Not long after Kevin and I were married, I attended a church activity for women where they had a lady who taught about making bread and she shared this recipe for Blessed Bread with us. I have made it a number of times since then. This is a great bread that doesn’t take a lot of work (especially if you have a stand mixer with a dough hook to do all the work). Mix it up in the morning, let the mixer do the kneading, cover it and forget about it. I love how the lady wrote up the recipe. One step, “later, if you feel like it (you’re the boss), punch down the dough”. You can let this bread rise anywhere for 2-3 hours to overnight. Then just shape it, let it rest 20-30 minutes and bake. It forms a nice crust and is kind of dense, but soft on the inside. It is perfect for spaghetti night or any meal where you just want a little slice of bread along with it. It also has a little added fiber from using a bit of whole wheat flour.
Blessed Bread, from Jane Wise
(A great rustic bread that is the fix it and forget about it kind of dough.)
For two loaves (one to eat and one to givea way):
Into a large bowl (for hand mixing) or the bowl of a mixer put:
1 cup whole wheat flour
2 cups unbleached white flour
1 heaping teaspoon salt
½ scant teaspoon yeast (if you plan to leave the dough overnight, use ¼ teaspoon)
Stir these dry ingredients together and add:
2 cups warm water
Mix until all the flour is wet and the dough is the consistency of cake batter. Then add:
3 to 3 ½ cups additional unbleached white flour
Knead the dough well, 6-8 minutes by hand or in a mixer for 6-8 minutes. Cover the dough in an oiled bowl with plastic wrap and leave it in a cool, draft-free place and go about your business.
Whenever you happen to get home, punch down the dough, knead it a few times (but only if you feel like it), cover it, and forget about it until convenient.
Sometime later (you are the boss), punch it down, shape it into two baguettes, brush the tops with egg white mixed with a little water, slash the tops with 3 or 4 diagonal cuts, and cover with a damp dish towel for 20-30 minutes. Preaheat oven to 450 degrees.
Place on a baking stone (I just put the shaped loaves on the stone or baking sheet for their 30 minute rise time). Bake for 15 minutes. Turn the oven down to 350 degrees and continue baking for another 10 minutes.
For fun I shaped the two loaves differently—one as a baguette and the other was more round.

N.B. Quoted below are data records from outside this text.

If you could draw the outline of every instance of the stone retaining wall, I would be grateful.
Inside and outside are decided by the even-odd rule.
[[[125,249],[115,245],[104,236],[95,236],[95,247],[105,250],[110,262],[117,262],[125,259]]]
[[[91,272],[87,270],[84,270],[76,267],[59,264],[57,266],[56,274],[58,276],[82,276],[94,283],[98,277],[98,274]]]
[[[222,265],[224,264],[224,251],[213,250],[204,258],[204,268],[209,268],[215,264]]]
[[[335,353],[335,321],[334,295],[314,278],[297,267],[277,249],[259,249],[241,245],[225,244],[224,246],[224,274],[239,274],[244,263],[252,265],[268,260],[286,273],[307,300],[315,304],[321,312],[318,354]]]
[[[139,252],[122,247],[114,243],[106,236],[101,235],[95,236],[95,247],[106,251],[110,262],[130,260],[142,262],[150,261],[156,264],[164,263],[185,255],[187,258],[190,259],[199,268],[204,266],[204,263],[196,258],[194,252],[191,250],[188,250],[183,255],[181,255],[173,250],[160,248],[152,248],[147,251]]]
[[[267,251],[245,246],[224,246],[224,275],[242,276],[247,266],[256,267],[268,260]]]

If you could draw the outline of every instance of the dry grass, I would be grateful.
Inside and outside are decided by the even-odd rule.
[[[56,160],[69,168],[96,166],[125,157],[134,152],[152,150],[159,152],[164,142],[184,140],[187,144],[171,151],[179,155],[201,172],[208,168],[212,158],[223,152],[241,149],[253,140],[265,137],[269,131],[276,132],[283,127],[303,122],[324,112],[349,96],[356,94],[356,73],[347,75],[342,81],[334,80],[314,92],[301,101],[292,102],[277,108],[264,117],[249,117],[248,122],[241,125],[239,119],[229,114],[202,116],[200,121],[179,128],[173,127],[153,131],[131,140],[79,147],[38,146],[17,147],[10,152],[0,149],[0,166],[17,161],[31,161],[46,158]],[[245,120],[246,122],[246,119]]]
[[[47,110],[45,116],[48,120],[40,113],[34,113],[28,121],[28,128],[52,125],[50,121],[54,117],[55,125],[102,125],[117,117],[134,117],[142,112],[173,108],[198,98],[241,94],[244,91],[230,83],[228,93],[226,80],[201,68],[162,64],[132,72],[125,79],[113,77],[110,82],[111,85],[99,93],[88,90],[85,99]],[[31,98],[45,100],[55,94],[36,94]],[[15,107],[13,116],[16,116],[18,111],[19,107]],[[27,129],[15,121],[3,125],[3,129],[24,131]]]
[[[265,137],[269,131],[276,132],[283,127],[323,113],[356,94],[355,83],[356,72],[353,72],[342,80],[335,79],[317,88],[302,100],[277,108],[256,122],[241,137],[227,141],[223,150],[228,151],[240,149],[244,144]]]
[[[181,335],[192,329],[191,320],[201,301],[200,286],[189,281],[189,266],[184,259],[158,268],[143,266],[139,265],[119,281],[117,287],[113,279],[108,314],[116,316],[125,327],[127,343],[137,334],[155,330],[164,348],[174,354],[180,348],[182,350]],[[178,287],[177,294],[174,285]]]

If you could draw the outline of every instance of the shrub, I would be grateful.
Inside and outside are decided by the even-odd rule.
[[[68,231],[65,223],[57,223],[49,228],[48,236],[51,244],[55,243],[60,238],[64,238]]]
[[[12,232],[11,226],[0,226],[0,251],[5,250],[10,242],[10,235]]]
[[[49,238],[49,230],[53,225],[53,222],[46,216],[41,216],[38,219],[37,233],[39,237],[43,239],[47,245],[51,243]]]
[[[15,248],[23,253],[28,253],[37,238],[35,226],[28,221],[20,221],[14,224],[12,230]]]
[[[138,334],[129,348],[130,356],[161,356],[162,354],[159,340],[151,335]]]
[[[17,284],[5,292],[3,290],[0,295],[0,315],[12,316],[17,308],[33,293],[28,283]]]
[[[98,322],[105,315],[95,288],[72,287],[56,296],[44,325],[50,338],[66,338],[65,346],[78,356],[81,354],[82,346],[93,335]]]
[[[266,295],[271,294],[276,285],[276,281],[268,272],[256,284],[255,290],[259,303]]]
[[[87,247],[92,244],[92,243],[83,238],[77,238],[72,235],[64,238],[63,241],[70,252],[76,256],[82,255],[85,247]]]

The baguette shaped bread is better, but not that they really tasted different.
I was chosen (read: suckered into, hehe jk) to teach a bread making class at a recent church activity about using whole wheat. I shared a couple different recipes and this Blessed Bread is one of them. The other recipes I shared were the No Knead Bread and this great Honey Whole Wheat Bread. The class was broken up in to two groups, so I demoed (and had someone volunteer to do the work and I let them take home the dough to make their own bread) the No Knead Bread twice. That is such a simple bread to make as well—in fact, there’s no kneading from you or your mixer. Mix up the sticky dough and let it sit covered for 12-18 hours. Form it into a loaf and let it rest 2 hours—bake. That’s it. That is also a great bread that is even more crusty and full of flavor, almost just a touch of sourdough taste. I did make that kind with some whole wheat flour, but the version with just all purpose flour is definitely the best. I had samples of each kind of bread for the ladies to try. All three were a big hit.
Here’s a picture of the No Knead Bread I posted a couple years ago. I didn’t take any of it this time.
Try this No Knead Bread, it’s so easy and you really can’t kill it.
Another super delicious bread I shared with the class was the Honey Whole Wheat Bread that Maria shared on her blog, Two Peas and Their Pod. This could be the best homemade sandwich type bread I’ve ever had. Everyone in the class LOVED this one. It shapes into perfect loaves without much effort and is also such that all the work kneading is done by the mixer and it only rises IN THE PANS for 30 minutes. It doesn’t get any easier than that.
I didn’t take any new pictures of this bread (more focused on getting the class done and over with). I think over the course of the last week I baked about 10 different loaves of bread!
Make homemade bread because it’s so much better and you can do it!